ATM manufacturer Diebold Nixdorf has alerted banks and commercial companies of a advanced attack of Jackpotting that would be active in Europe against their ATMs.
Jackpotting is a computer attack on ATM software that allows stealing large amounts of cash or sensitive customer information like card cloning. In a typical attack, criminals gain physical access to ATMs in any way, by tearing off the chassis or drilling it to access its internal connectors and install what is known as a “black box” with malware.
After restarting the system, the infected ATM is already under your control. They connect the “black box” to a laptop and execute commands for various functions. The most profitable one is to get the ATM to “spit” bills non-stop, as is the case.

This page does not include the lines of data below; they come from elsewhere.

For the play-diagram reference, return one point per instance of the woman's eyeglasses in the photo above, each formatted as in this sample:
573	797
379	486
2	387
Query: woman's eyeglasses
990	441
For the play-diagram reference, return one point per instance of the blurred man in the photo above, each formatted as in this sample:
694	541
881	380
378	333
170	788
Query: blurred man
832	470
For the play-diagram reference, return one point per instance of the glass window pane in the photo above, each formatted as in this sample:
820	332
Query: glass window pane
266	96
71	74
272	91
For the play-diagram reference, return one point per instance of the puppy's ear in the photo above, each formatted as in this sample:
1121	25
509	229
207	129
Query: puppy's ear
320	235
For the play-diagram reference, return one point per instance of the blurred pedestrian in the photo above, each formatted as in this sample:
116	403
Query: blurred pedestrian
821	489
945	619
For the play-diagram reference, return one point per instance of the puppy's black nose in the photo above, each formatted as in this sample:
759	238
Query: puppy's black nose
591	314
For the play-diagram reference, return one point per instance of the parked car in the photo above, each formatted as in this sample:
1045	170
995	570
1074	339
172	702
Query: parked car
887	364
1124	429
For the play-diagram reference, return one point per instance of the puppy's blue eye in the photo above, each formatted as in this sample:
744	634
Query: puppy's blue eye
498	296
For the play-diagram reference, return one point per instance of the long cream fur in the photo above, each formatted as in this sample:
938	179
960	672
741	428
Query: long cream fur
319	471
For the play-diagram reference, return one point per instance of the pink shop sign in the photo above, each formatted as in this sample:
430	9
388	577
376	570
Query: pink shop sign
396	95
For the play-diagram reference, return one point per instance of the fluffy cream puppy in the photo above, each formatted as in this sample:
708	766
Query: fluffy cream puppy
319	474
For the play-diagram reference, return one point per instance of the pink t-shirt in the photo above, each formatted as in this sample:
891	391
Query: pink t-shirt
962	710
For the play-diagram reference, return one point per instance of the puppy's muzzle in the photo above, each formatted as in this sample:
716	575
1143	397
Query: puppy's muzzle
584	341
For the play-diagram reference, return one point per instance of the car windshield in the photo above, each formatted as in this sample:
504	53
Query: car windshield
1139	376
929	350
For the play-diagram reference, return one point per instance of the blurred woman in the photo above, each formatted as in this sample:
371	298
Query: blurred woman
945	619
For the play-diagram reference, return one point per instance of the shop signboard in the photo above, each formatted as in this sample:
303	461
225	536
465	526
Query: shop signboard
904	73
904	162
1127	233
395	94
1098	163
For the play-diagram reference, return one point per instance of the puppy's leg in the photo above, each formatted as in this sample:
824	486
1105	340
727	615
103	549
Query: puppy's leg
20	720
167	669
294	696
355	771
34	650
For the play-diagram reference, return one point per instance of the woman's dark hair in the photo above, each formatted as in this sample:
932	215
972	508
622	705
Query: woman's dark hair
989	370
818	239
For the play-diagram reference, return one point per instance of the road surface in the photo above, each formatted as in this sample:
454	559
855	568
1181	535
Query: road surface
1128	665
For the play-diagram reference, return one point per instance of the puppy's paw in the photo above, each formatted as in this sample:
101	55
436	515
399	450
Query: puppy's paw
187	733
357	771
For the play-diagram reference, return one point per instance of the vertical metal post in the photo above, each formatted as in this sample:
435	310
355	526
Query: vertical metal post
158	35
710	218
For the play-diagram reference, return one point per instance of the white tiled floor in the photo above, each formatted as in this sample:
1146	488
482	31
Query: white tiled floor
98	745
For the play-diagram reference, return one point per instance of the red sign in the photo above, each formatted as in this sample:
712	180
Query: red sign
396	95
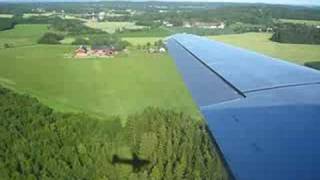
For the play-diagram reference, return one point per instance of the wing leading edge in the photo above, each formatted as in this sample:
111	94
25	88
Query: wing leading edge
264	113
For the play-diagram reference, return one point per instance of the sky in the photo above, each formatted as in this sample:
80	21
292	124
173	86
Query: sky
293	2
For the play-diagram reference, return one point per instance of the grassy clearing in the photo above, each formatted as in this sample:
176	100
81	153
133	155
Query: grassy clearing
142	40
111	27
259	42
28	15
22	35
297	21
119	86
154	32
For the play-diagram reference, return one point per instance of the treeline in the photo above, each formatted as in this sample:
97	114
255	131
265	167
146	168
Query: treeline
296	33
38	143
6	24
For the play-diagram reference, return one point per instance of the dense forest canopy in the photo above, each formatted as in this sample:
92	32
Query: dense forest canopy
296	34
38	143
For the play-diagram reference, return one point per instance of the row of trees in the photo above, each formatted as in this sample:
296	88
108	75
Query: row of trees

This type of attack on ATMs has been known for decades, but this one is special. Attackers typically use programming software from the same ATM, but in this case Nixdorf claims to have found own code developed by the manufacturer making it very difficult for attack.
“Some of the successful attacks show a new Modus Operandi adapted on how it is done. Although the scammer still connects an external device, at this stage of our investigations we have discovered that the device also contains parts of the attacked ATM software stack », they explain from Diebold.
These types of attacks are relatively easy to execute and are very popular with criminal gangs who buy “black boxes” prepared for the purpose on the black market. Once they physically access the ATM, they can hack the software and issue commands to have the machine drop bills at a rate of 40 bills in 23 seconds. It can also be done with sensitive customer information to clone credit cards.
Diebold Nixdorf explains that these attacks, very dangerous when using the manufacturer’s own code, are taking place in ATMs of “Various European countries”, although he has not cited which ones.